LIBERTARIANS, THE RIGHT AND THE LEFT: I've written a lot lately about the growing rift between conservatives and libertarians. Many libertarians seek to secede from the right, by either forming a libertarian political "third way" or by entering into an alliance with the left. Some of the latter are even considering voting for a Democratic presidential candidate in 2004. At least one major liberal magazine has an article in the works on this very subject.

Jim Henley sums up the problem this way: "Two factors are at work here: the issues on which conservatives and libertarians have never agreed have become more salient, and on the issues where conservatives and libertarians traditionally have agreed - taxes, trade, federalism - conservatives increasingly suck. Having abandoned the substance of limited government since early in the Gingrich 'revolution,' conservatives increasingly eschew even the rhetoric of limited government." I for the most part agree with his analysis.

Yet Colby Cosh argues that the left is more viscerally totalitarian than the right. Although Nick Weininger over at The Agitator raises some good examples of statist impulses on the right, I think Cosh nails it. Yes, the value that conservatives - myself included - attach to law and order, a strong national defense and traditional morality at times lead the right to take coercive, big-government positions. But the modern left has adopted an inherently coercive view of practicing politics and often aims it at fairly normal activities (such as making and selling Big Macs, for example).

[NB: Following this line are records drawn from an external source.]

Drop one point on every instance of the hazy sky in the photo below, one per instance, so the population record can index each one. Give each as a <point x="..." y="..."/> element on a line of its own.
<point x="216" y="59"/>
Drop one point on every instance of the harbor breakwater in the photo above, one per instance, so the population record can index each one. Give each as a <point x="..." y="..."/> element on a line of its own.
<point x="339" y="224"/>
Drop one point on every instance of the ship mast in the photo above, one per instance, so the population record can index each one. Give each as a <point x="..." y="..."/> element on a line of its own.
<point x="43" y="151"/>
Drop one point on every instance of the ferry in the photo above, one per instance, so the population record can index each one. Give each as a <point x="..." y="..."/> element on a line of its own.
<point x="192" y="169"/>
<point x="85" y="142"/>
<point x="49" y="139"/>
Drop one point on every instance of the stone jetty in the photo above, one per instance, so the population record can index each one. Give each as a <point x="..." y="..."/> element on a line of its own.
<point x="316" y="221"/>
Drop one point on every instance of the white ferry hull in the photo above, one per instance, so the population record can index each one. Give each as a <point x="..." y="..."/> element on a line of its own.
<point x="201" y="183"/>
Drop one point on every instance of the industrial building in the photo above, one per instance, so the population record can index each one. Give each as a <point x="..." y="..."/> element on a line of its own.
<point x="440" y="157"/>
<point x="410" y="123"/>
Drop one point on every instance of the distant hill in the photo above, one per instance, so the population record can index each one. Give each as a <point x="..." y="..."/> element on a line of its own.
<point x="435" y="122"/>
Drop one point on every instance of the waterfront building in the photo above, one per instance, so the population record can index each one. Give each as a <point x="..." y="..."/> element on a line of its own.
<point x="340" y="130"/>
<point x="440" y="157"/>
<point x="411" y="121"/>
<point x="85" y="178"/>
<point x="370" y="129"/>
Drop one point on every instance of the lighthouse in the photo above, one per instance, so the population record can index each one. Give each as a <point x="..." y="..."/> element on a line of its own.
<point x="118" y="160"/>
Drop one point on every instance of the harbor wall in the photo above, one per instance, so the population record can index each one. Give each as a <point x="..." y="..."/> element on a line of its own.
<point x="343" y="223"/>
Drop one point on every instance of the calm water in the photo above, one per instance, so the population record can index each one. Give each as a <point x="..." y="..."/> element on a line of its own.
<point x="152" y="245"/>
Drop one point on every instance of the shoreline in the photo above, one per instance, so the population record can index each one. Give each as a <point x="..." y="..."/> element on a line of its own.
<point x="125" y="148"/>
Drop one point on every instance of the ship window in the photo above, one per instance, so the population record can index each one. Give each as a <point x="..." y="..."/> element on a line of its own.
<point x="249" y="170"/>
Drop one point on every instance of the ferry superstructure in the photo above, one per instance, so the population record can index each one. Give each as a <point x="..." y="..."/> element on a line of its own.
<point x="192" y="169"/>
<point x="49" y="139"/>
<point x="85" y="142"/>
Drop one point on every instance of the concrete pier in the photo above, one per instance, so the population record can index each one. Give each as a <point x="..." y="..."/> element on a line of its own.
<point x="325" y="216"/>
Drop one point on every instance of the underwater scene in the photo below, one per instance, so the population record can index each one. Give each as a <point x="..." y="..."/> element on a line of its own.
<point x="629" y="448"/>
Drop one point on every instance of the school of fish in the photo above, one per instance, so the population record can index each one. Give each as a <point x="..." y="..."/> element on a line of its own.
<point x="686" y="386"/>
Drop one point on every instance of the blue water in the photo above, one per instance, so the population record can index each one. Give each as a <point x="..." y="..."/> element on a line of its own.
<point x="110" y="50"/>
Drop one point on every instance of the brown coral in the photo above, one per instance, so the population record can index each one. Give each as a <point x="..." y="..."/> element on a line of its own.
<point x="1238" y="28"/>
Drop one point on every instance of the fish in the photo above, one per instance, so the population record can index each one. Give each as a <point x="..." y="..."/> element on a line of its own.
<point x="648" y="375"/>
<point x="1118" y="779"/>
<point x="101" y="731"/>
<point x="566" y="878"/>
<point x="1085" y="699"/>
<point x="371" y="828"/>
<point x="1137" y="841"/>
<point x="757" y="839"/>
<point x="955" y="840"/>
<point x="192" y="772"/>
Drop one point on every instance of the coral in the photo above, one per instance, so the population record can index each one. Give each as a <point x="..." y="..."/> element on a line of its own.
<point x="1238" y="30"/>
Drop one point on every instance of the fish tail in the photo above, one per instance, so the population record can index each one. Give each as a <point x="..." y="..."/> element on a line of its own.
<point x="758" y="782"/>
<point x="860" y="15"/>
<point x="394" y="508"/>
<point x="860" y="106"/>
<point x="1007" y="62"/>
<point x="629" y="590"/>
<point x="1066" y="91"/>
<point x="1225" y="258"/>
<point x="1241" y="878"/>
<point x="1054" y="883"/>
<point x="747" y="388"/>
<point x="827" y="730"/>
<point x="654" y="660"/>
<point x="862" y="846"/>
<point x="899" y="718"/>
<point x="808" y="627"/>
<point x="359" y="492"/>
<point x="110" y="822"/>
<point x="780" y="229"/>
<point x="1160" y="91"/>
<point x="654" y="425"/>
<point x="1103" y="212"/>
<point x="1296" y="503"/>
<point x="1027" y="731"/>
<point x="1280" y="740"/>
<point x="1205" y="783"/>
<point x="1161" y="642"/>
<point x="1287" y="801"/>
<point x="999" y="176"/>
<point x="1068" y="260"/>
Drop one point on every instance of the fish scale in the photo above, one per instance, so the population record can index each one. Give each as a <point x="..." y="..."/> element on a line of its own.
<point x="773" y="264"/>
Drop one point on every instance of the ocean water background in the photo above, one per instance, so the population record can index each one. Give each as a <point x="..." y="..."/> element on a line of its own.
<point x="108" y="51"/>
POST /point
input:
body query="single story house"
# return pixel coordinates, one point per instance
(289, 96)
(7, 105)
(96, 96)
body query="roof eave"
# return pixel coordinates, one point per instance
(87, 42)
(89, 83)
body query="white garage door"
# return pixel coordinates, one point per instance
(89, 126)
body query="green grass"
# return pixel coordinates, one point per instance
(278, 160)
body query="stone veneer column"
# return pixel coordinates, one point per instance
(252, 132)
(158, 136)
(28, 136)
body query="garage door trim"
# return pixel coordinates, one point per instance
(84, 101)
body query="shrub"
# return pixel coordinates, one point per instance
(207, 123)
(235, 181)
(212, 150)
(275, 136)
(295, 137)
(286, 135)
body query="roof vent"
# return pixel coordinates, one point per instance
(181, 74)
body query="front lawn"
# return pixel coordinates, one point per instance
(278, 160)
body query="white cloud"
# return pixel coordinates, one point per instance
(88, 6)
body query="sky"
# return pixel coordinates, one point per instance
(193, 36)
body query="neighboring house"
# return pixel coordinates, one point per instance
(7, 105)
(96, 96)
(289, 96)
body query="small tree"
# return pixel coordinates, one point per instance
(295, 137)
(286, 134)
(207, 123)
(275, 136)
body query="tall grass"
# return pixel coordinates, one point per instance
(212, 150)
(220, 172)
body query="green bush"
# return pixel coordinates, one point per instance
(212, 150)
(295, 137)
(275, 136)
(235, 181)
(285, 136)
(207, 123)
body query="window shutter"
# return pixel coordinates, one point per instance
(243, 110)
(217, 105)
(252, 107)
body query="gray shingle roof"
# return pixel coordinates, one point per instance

For better or for worse, most people on the right have more libertarian tendencies than do most people today on the left. The left is viscerally attracted to government solutions to all problems and to nanny statism to a degree that conservatives just aren’t. Most grassroots conservatives – to distinguish them from the Beltway establishment right – enter politics not to change the world but because the government is screwing with them in some respect – by taking away their guns, over-regulating their businesses, overtaxing their families or mocking their religious faith – or because the government is failing in its basic constitutional functions. Grover Norquist has described the right’s base of taxpayers, small businesspeople, gun owners and home-schoolers as the “Leave us Alone Coalition.” Not only would it be impossible to imagine a similar coalition among the left, but I even remember highbrow liberal pundits tut-tutting the very idea of being governed by a coalition so motivated. The right is far less presumptively pro-government than the left and, as Cosh notes, tends to go through all kinds of philosophical gymnastics to justify why their particular exception on issues like drugs and pornography are different.

By contrast, the left believes that the government should be utilized to stamp out such normal activities as smoking and the making and selling of Big Macs. They are presumptively in favor of bigger government and only support limiting government in the rare cases where it would undermine traditional social institutions outside of the state like the family. I’m not saying the right is perfect, or that libertarians are either. But I do think libertarians who hope the left will turn out to be better in the long term than the right are setting themselves up for some disappointment.